Por Lucas Figueiredo /
Em “O Esquema Fenício”, Wes Anderson nos entrega mais uma comédia peculiar sobre famílias excêntricas e disfuncionais, um tema recorrente em sua filmografia. Desta vez, o bilionário Zsa-Zsa Korda (Benicio del Toro), um sobrevivente de seis acidentes aéreos e pai de nove filhos homens, surpreende ao eleger sua única filha, a freira Liesl (Mia Threapleton), como herdeira. Ele a incumbe de uma missão global para concretizar seu ambicioso projeto: o “Korda Land and Sea Phoenician Infrastructure Scheme”. Acompanhada do ingênuo tutor Bjorn (Michael Cera), Liesl e seu pai viajam o mundo, negociando com empresários, empreiteiros e até figuras criminosas, tudo isso enquanto ocultam seus verdadeiros objetivos.
A marca visual de Wes Anderson é inegável e facilmente identificável em todas as suas obras. Em “O Esquema Fenício”, ele segue rigorosamente suas fórmulas estéticas milimétricas, mas com um toque adicional. O filme surpreende com um início enérgico e ágil, algo diferente para os padrões do diretor. Essa abordagem imediata nos engaja e gera curiosidade sobre as aventuras do protagonista e os motivos por trás das tentativas de assassinato contra ele. Os personagens centrais, incluindo os companheiros de aventura, são introduzidos sem grandes arcos narrativos adjacentes, resultando em uma história mais linear e focada exclusivamente nessa peculiar família.
Apesar do início promissor, o ritmo do filme sofre no decorrer da trama. O segundo ato se torna arrastado e até repetitivo, pois a necessidade de passar por diversos locais ao redor do mundo, com antagonismos burocráticos sempre apresentados da mesma forma, faz com que o ritmo caia. Se não fosse pelas situações cômicas e o carisma dos personagens, o filme poderia facilmente se tornar superficial. E,de fato, os personagens são a força primordial deste projeto. O trio de protagonistas carrega segredos de seu passado que são gradualmente revelados ao longo da trama. Embora os desenvolvimentos não sejam excessivamente complexos, seus traumas e remorsos se encaixam bem nas situações que enfrentam. Ainda que mantenhamos uma certa distância como espectadores, sentimos empatia e interesse em acompanhá-los.
A comédia em “O Esquema Fenício” é predominantemente visual, com piadas e situações físicas, como uma desajeitada partida de basquete ou a birra de um adulto. É interessante notar como o estilo único de Wes Anderson, conhecido por seus padrões formais exacerbadamente calculados, parece se desprender um pouco em favor de enquadramentos mais dinâmicos e fluidos. A câmera busca a ação do personagem, em vez de limitá-lo ao quadro, o que representa uma mudança interessante e pode até causar estranhamento nos fãs mais antigos do diretor.

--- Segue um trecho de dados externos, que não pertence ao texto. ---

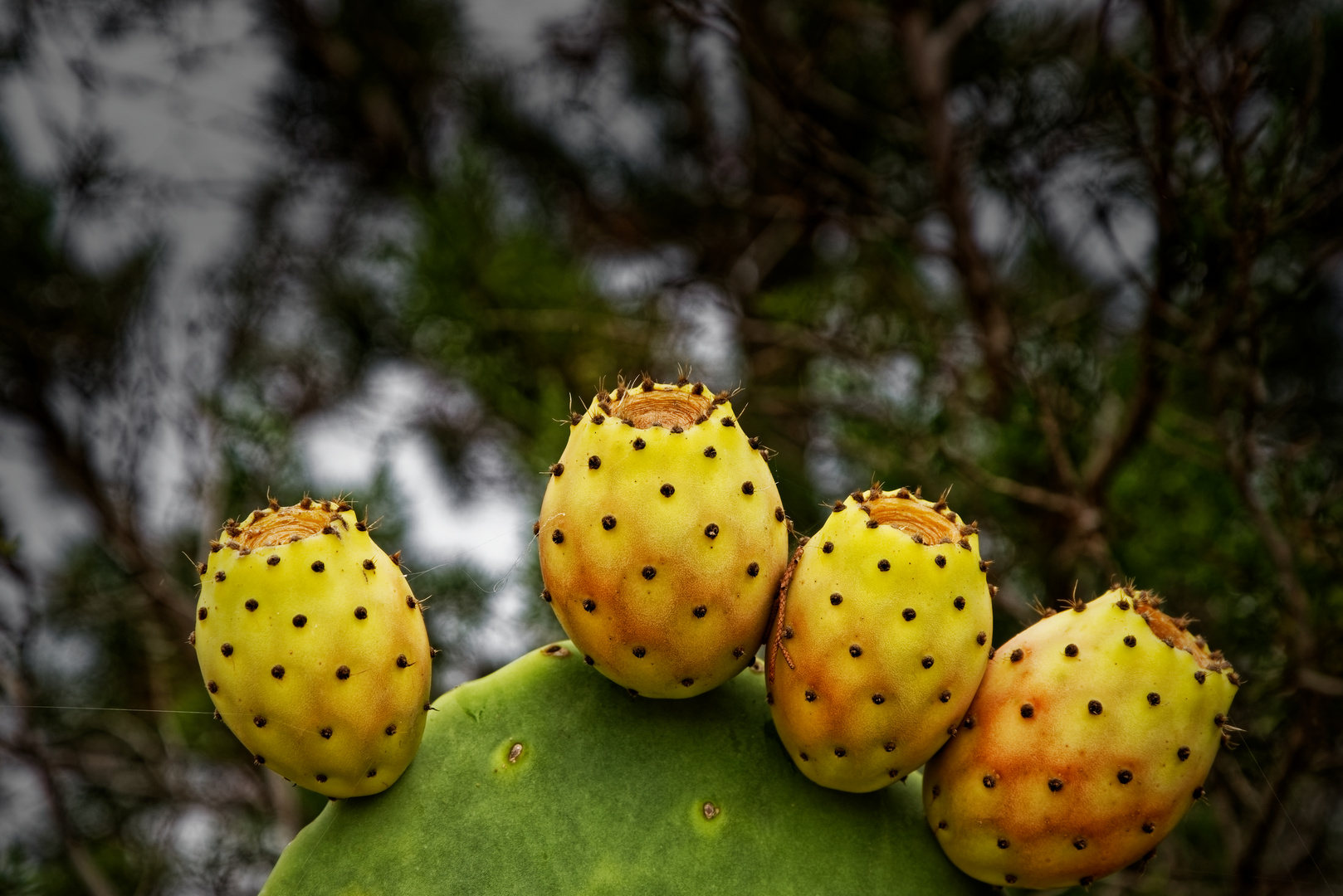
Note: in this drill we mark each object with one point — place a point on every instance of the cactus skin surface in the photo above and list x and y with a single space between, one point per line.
315 650
1110 757
662 539
884 638
610 796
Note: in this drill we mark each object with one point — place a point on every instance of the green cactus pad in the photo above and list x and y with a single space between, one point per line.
545 777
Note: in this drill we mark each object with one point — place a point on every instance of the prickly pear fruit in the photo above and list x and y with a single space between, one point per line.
662 539
1088 740
884 633
545 777
313 648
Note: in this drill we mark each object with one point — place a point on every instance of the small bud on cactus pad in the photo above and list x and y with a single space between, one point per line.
315 649
662 539
881 641
545 778
1127 712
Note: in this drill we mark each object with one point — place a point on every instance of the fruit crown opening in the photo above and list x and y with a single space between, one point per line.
284 524
914 516
664 406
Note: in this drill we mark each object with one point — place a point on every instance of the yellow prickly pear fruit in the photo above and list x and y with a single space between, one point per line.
884 631
662 539
1087 743
313 648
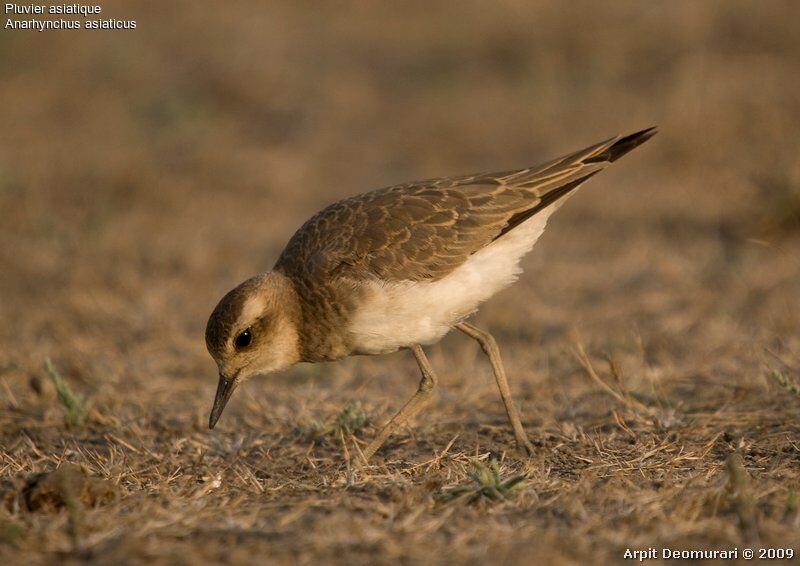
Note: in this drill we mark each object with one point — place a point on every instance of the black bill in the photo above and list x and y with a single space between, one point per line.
224 390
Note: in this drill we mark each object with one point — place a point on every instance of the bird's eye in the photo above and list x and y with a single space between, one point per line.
243 339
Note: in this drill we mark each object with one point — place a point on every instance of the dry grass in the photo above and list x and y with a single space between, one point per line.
143 174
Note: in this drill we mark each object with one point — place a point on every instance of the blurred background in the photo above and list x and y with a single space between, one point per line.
144 173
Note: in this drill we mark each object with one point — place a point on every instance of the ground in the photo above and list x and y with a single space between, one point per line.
144 173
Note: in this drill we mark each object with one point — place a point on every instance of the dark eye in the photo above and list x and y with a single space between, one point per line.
243 339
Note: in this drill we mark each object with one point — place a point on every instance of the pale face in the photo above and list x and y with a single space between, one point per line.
253 331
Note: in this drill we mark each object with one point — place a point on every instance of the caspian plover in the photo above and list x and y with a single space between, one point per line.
397 268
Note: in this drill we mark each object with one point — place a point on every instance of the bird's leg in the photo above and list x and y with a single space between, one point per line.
489 347
426 389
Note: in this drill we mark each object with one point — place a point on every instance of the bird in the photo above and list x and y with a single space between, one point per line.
397 268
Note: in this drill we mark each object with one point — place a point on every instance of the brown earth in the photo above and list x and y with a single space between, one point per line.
143 173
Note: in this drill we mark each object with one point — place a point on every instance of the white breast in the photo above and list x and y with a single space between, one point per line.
395 315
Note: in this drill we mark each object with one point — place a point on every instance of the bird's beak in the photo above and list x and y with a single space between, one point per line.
224 390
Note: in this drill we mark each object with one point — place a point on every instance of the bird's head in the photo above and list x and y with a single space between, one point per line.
253 331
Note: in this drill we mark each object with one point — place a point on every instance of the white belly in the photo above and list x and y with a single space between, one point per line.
400 314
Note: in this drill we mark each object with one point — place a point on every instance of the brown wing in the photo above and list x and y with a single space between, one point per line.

Em termos de direção de arte, “O Esquema Fenício” apresenta uma paleta de cores menos vibrante e saturada que seu filme anterior, “Asteroid City” (2023). Predominam tons verdes e azuis, com o amarelo pastel surgindo em momentos pontuais. Essa escolha combina com o tom mais “pé no chão” do filme, apesar dos elementos exagerados. A arte aqui busca evidenciar aspectos mais simples do cotidiano dos personagens, em vez de elementos irreais ou adereços extravagantes. As belas maquetes vistas em “Asteroid City” e “A Crônica Francesa” dão lugar a cenários mais fechados e introspectivos.
Por fim, “O Esquema Fenício” representa o melhor e o pior da cinematografia de Wes Anderson. Não há grandes novidades, e sua fórmula é reprisada com a mesma estrutura narrativa de sempre para os personagens. O diferencial talvez resida no timing cômico e na despretensão que funcionam muito bem. É um filme de comédia e aventura sobre família que se diverte e pode ser assistido em família. Mesmo no “piloto automático”, Anderson ainda consegue criar uma história interessante e agradável de se ver, ainda que distante de suas obras mais consagradas.